Dal nostro inviato GILBERTO SCALABRINI

Foligno, 12 settembre 2021 – E’ tornata la giostra della Rivincita dopo 36 giorni di attesa dalla Sfida del 7 agosto. Ha vinto ancora il “cannibale” e il suo palmares sale così a dieci vittorie e sette per il suo cavallo Guitto . E’ record storico per questo bimomio che ormai tutti definiscono “fantastico”. E lo è stato davvero se si considerano i tempi impiegati nelle tre tornate sono stati di  52.82 nella prima,53.69 nella seconda e 54.64 nella terza. In pratica Guitto ha  galoppato  a 16 metri al secondo.

Luca Innocenzi subito dopo la vittoria incorona con l’alloro il suo cavallo Guitto

Purtroppo, non è mancato pure un incidente:  Massimo Gubbini dello Spada, in sella a  City Hunter, dopo due tornate , peraltro una più bella dell’altra, si è dovuto ritirare per una zoppia del cavallo all’arto anteriore destro.  Dopo aver infilato il secondo anello,  nella curva lato box della palestra, il cavallo ha preso una buca, si è inciampato, il cavaliere ha evitato di finire nella polvere richiamandolo con le redini, ma subito dopo ha dovuto frenare la corsa e scendere di sella.

Il saluto dei cavalieri di giostra alla giuria di gara e al pubblico

Con generosità City  Hunter si è portato anche sull’ultima diagonale ma appoggiando male l’anteriore destro e facendo sbagliare al cavaliere il terzo anello il terzo ed ultimo anello, Massino ha capito subito che l’animale aveva subito un forte trauma. Si è ritirato. Non sappiamo quali siano le condizioni del cavallo che è uscito dal campo con una zoppia piuttosto evidente.

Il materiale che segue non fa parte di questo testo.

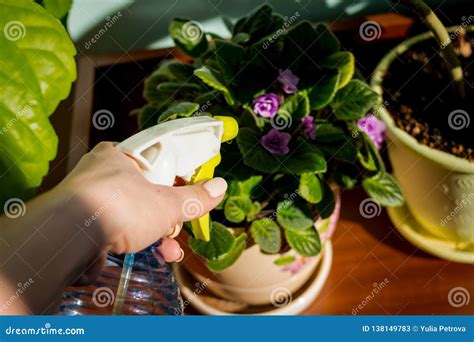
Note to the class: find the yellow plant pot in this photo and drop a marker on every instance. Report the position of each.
(438, 187)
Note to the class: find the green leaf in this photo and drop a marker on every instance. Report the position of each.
(228, 23)
(344, 62)
(322, 93)
(213, 80)
(310, 188)
(267, 235)
(293, 109)
(188, 36)
(303, 156)
(344, 149)
(256, 208)
(229, 56)
(328, 203)
(305, 242)
(294, 215)
(58, 8)
(180, 109)
(220, 243)
(228, 259)
(326, 132)
(37, 70)
(284, 260)
(354, 101)
(260, 23)
(241, 38)
(244, 187)
(236, 208)
(384, 189)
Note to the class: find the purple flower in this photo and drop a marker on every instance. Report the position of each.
(276, 142)
(309, 127)
(374, 128)
(266, 105)
(288, 81)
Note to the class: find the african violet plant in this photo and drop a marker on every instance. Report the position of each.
(37, 70)
(303, 128)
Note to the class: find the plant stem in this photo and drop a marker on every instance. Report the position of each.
(431, 20)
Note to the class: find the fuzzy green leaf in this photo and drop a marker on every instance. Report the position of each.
(37, 70)
(236, 208)
(267, 235)
(305, 241)
(220, 243)
(354, 101)
(294, 215)
(323, 92)
(310, 188)
(228, 259)
(384, 189)
(328, 203)
(344, 62)
(213, 80)
(180, 109)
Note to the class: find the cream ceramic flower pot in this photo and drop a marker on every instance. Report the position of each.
(255, 279)
(438, 187)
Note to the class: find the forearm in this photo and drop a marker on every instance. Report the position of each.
(45, 251)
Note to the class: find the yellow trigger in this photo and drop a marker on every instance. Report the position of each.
(201, 226)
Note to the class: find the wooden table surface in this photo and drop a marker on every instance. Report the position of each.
(368, 252)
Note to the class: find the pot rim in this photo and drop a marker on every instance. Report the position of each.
(442, 158)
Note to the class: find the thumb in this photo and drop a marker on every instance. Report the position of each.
(193, 201)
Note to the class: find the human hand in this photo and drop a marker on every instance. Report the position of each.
(130, 212)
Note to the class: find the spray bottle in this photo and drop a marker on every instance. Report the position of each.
(188, 148)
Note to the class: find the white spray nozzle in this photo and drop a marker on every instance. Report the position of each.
(174, 148)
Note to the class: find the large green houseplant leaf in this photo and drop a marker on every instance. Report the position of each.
(37, 69)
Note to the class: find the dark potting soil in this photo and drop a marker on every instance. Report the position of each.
(421, 101)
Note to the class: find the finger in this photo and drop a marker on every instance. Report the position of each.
(174, 232)
(170, 250)
(186, 203)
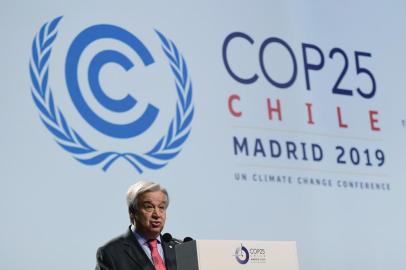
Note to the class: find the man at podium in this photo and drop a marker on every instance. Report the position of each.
(141, 247)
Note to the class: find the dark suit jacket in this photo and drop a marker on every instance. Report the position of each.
(125, 253)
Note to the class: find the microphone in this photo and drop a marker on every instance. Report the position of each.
(187, 239)
(167, 237)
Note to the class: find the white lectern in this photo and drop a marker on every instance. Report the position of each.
(232, 255)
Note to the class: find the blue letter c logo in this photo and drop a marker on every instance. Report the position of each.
(86, 37)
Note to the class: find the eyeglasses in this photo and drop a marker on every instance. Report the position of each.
(149, 207)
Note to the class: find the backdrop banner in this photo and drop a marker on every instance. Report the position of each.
(265, 121)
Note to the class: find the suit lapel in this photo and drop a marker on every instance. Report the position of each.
(170, 256)
(136, 253)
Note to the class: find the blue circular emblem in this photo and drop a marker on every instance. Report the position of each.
(242, 255)
(167, 147)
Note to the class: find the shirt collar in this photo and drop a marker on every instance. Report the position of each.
(141, 238)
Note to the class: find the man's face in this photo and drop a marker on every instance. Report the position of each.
(151, 215)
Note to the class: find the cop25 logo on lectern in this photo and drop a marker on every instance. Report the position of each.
(164, 149)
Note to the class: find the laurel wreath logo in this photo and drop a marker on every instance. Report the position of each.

Oggi si è esibita la campo cobn l’innbo di Mameli la fanfara della cavalleria dell’Esrcito di Pozzuolo del Friuli

Nella prima tornata, sono usciti di scena in tre: Daniele Scarponi del Giotti,Mattiua Zannori de La Mora e Michelangelo Fondi del Pugilli. Daniele Scarponi dopo aver infilato il primo anello nel secondo secondo cerchietto  ha avuto la sfortuna che quest’ultimo si avvitasse sulla punta della lancia e schizzasse via. Stessa sorto per l’anello non infilato del rione Pugilli, mentre La Mora non solo ha sbagliato l’anello ma ha pure abbattuto una bandierina.

Il Presidente dell’Ente Quiuntana, Domenico Metelli, mentre sfila all’interno del campo de li giochi

Bella prova per Lorenzo Melosso, il più giovane die cavalieri, venti anni, portacolori del rione Badia che ha fermato il cronometro a 55.34 nella prima tornata, 55.13 nella seconda. Nella terza prova si è dimostrato più grintoso in sella Spigel Blu ma ha fallito il secondo anello. Lorenzo ha spinto molto ma gli è andata male. La dea bendata ha voltato le spalle anche a Lorenzo Paci, 43 anni, portacolori del rione Croce Bianca: dopo due tornate, una più bella dell’altra, in finalissima ha sbagliato il terzo anello.

La madrina americana Eleonora Pieroni

Preciso sugli anelli Alessandro Candelori del Morlupo, ha dovuto faticare non poco per mettere a regime il galoppo di  Lo Zingaro, che gli ha sempre reso macchinosa l’azione, ma è riuscito a finire le tre tornate. Anche Pierluigi Chicchini del Contrastanga ha faticato molto nelle curve per imboccare la diagonale e carpire gli anelli del dio Marte. Più volte ha incitato il cavallo con la voce.